À l'ouest de Mae Sariang, le parc national de Salawin protège 722 km² de forêts, falaises et villages Karen le long du fleuve frontalier avec le Myanmar.

Le parc national de Salawin s'étend sur 722 km² dans la chaîne montagneuse de Dawna, à l'extrême ouest de la province de Mae Hong Son. Bordé par le fleuve Salawin qui marque la frontière avec le Myanmar, il combine forêts sempervirentes, falaises, ravins et villages Karen installés depuis plus d'un siècle. Le siège du parc se trouve à 6 km à l'ouest de Mae Sariang.

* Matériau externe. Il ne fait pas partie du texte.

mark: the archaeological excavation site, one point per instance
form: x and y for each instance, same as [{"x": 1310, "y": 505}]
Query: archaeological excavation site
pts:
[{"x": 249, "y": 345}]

Pourquoi visiter le parc national de Salawin

Trois éléments distinguent ce parc dans le Nord thaïlandais. D'abord, la présence du fleuve Salawin, l'un des plus longs cours d'eau d'Asie du Sud-Est, qui prend sa source sur le plateau tibétain et traverse la Chine et le Myanmar avant d'effleurer la Thaïlande sur 120 km. Le parc en occupe la rive orientale, ce qui rend la navigation et l'observation des berges quasi inévitables.

Ensuite, la richesse forestière : Salawin abrite le deuxième arbre de teck le plus haut de Thaïlande, ainsi qu'un mélange de diptérocarpacées à feuilles caduques et de forêts sempervirentes, ponctué au printemps par les inflorescences roses des cerisiers sauvages.

Enfin, la dimension humaine : le parc est habité de longue date par des communautés Karen dont le village de Ta Tar Fan reste accessible aux visiteurs respectueux. C'est l'une des rares zones protégées thaïlandaises où l'on observe encore une riziculture de subsistance et un habitat traditionnel en bambou.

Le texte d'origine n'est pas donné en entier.